Vous trouverez ci dessous une étude du Crédit Agricole, elle ne concerne pas directement notre conseil, mais son sous jacent, l’immobilier.
Notre conseil est lié au QE de la BCE.
Nous anticIpons le même phénomène qu’aux USA ou la vraie reprise de l’immobilier est intervenue lorsque l’immobilier locatif a été monétisé par les grandes institutions et transformé en produit financier.
Nous reviendrons sur cette question.
Note du Crédit Agricole
L’économiste du Crédit Agricole, Olivier Eluère, pense que la baisse des prix de l’immobilier ancien en France devrait se poursuivre, à un rythme lent, en 2015 et 2016. Cette année, les prix de l’ancien baisseraient de -2,5% en glissement annuel, après -2,2% fin 2014. En 2016, les tendances seraient du même ordre avec pour conséquence une baisse cumulée des prix de 12% entre 2011 et 2016. Ce mouvement risque d’ailleurs de se poursuivre en 2017, si bien que le Crédit Agricole pense que le cycle de surévaluation des prix de l’immobilier français dans l’ancien pourrait prendre fin d’ici deux à trois ans et ensuite laisser place à une possible remontée des prix à partir de 2018.
Solvabilité des acquéreurs
Pour évaluer la surévaluation des prix, la banque utilise une approche de solvabilité des acquéreurs, en mesurant le remboursement annuel (capital et intérêts) pour un nouvel acquéreur d’un crédit habitat à taux fixe, rapporté à son revenu. En prenant le revenu moyen des ménages français, cette approche permet de calculer la surface qu’un ménage peut acheter. Il s’agit bien sûr d’une moyenne nationale qui ne prend pas en compte les différences de pouvoir d’achat géographiques qui peuvent être très prononcées eu égard aux écarts de prix de l’immobilier (la région parisienne reste par exemple bien moins accessible malgré des salaires plus élevés). Cette méthode garde l’avantage de prendre en compte l’évolution des taux d’intérêt d’emprunts dont la forte baisse des dernières années a resolvabilisé une partie des acheteurs. A ce sujet, Olivier Eluère, retient une stabilisation des taux sur les prochains trimestres et une remontée très lente et mesurée ensuite.
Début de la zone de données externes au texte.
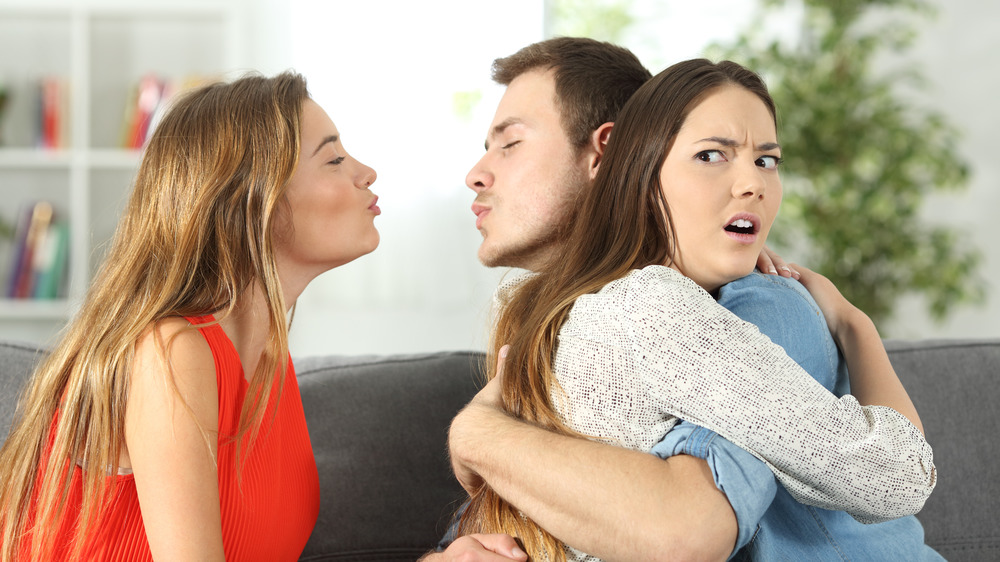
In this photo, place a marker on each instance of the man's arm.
(610, 502)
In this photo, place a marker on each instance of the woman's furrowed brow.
(326, 140)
Des prix bientôt sous-évalués ?
L’étude du Crédit Agricole constate ainsi que la surface achetable par un ménage «moyen» tourne autour de 90 mètres carrés sur la période 1985-2007. Cette surface sert ainsi d’étalon, les prix étant jugés surévalués si la surface achetable est inférieure à 90 m2 ou sous-évalués si elle est supérieure. En 1998, cette surface achetable était montée jusqu’à 112 m2 avant que la hausse des prix ne la ramène à 75 mètres carrés en 2008. Les prix étaient alors jugés surévalués de 20%. Or aujourd’hui, la correction des prix couplée à la baisse des taux fait dire à Olivier Eluère que les prix sont à peine surévalués (de 0 à 5%). Son scénario de poursuite de la baisse des prix avec des taux toujours très attractifs projette à 100 m2 la surface moyenne achetable fin 2017. Les ménages seraient ainsi resolvabilisés avec des prix commençant même à être sous-évalués.